Summary: “Then the angel said to them, ‘Do not be afraid, for behold, I bring you good tidings of great joy which will be to all people. For there is born to you this day in the city of David a Saviour, who is Christ the Lord’” Luke 2:10-11.

Theme: The Saviour is born for us

Text: Is. 62:6-12; Titus 3:4-7; Luke. 2:8-20

On this very important evening we have gathered here to join many other people all over the world to remember and celebrate God’s most important and greatest gift to us. On this special evening our hearts should be filled with unspeakable joy and thanksgiving. If the angels could rejoice singing “Glory to God in the highest, and on earth peace to men on whom His favour rests” how about us? We are the ones whom God has favoured; we are the beneficiaries of this great indescribable gift. It is an indescribable gift as it embraces and meets every human need. It is God’s gift of His Son Jesus Christ; a gift too wonderful for words. It is God’s gift of salvation for the whole world. Jesus Christ was born to save us, to reconcile us to the Father, and to deliver us from the kingdom of darkness and bring us into the kingdom of light. He was born to deal with all the consequences of sin, heal us and make us whole to restore our fellowship with God and with one another. For Jesus Christ to be our Saviour meant that He had to leave His throne in glory and come to earth as a man. He was ready to give up all the splendour of His heavenly dwelling place for a place here on earth. He as God was ready to do for us what we are not ready to do for our fellow human beings. Just think about moving and almost all of us have moved during our life. Some people move when they get married and others move because of their jobs or when they find better houses even if it is in the same neighbourhood. But most frequently people move when they build their own houses. Sometimes people also move because they can no longer afford the cost and need a cheaper place. Unfortunately there are many people today without homes. We pass by them everyday on the streets and it has become such a common sight that we are no longer concerned about their plight. Would you give up your home to live under the conditions these people live under just to help them? This was what God did. God left His home and came to live among us. He took on flesh and became one of us.

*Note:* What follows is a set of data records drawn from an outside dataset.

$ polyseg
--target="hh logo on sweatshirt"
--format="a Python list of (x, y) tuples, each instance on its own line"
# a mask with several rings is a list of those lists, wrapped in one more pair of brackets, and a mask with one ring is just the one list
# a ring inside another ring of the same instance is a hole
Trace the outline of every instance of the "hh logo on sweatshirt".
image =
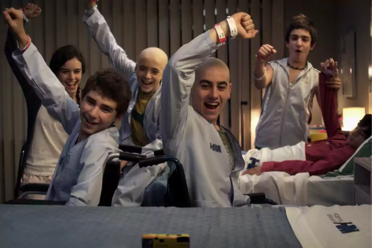
[(345, 222), (338, 213), (327, 215), (331, 221), (336, 225), (336, 227), (341, 233), (349, 233), (354, 232), (359, 232), (359, 229), (352, 222)]
[(216, 145), (215, 144), (212, 144), (211, 143), (210, 143), (209, 144), (211, 146), (211, 149), (214, 152), (216, 152), (221, 153), (221, 147), (218, 145)]

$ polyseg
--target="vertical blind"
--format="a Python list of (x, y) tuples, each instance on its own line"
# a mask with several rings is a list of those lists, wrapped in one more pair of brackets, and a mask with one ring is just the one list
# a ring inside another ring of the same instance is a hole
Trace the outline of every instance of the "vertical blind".
[[(98, 9), (118, 44), (135, 60), (143, 49), (157, 46), (170, 57), (182, 45), (238, 12), (249, 13), (260, 32), (252, 40), (228, 40), (216, 57), (228, 65), (232, 84), (231, 98), (221, 113), (220, 123), (229, 128), (242, 149), (251, 147), (259, 117), (262, 93), (253, 82), (255, 55), (263, 44), (276, 48), (274, 59), (284, 55), (284, 0), (101, 0)], [(2, 0), (1, 10), (19, 8), (28, 1)], [(33, 0), (42, 10), (26, 25), (28, 34), (49, 64), (53, 52), (67, 44), (78, 47), (87, 70), (82, 86), (94, 72), (109, 67), (82, 19), (84, 1)], [(275, 20), (275, 22), (273, 20)], [(3, 47), (7, 26), (0, 24)], [(275, 37), (273, 39), (273, 37)], [(27, 132), (27, 106), (20, 87), (4, 53), (1, 61), (0, 107), (0, 202), (13, 196), (19, 153)]]

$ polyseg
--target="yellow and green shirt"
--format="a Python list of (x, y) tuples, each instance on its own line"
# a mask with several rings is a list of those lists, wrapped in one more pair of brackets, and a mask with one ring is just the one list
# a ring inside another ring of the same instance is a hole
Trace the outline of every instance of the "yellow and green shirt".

God had to become one of us because we needed a Saviour. When God created man he was a perfect being and it was God’s intention for him to stay that way. But God gave man, created in His own image, a free will to make his own decisions. He was placed in a perfect environment called the Garden of Eden and given only one commandment to obey - not to eat of the tree of the knowledge of good and evil. Adam, the father of us all, chose to disobey that one commandment and through Eve, he rebelled and sinned against God. By choosing to depend on themselves was to reject the sovereignty and authority of God and God gave them the independence they wanted; an independence that separated them from their source of life. They, not God, were the cause of the separation. Their sin not only affected themselves, but it affected the world and even the whole Universe. Yet God promised salvation, deliverance and the restoration of true peace. God in the moment of man’s failure, promised a Saviour. He promised one who would undo the effects of sin and restore peace with God.

Christ came into the world for the salvation of all mankind. How amazed the angels must have been when they saw the Creator born as a creature, the Word coming as a speechless baby, completely dependent on others so that man could be reconciled to God? As the Lamb of God He was born in a stable and the first ones to hear the news were shepherds in the field. Perhaps these shepherds were caring for the flocks that would provide the sacrifices for the temple services and it was their duty to inspect the sacrificial lambs and make sure they were without blemish. The Lamb of God, born of the Virgin Mary, was without blemish, the perfect sacrifice for the salvation of the world. Our reconciliation with God is the basis of our peace. The Jewish word for peace, shalom, means well-being, health, prosperity, security, soundness and completeness. Shalom was what the people needed as life was difficult at that time just as it is today. Taxes and unemployment were high, morals were deteriorating and they were under foreign occupation. Roman law, Greek philosophy and even Jewish religion could not meet the needs of men’s hearts. So God sent His Son, the only one who could meet that need. Jesus gave up eternity to come to a hostile earth so that we could be reconciled to God and experience peace. As we celebrate Christmas have we been reconciled to God? Have we invited Christ into our hearts? Today is a day of great joy. Let us welcome Jesus Christ, our Saviour, into our hearts and into our lives.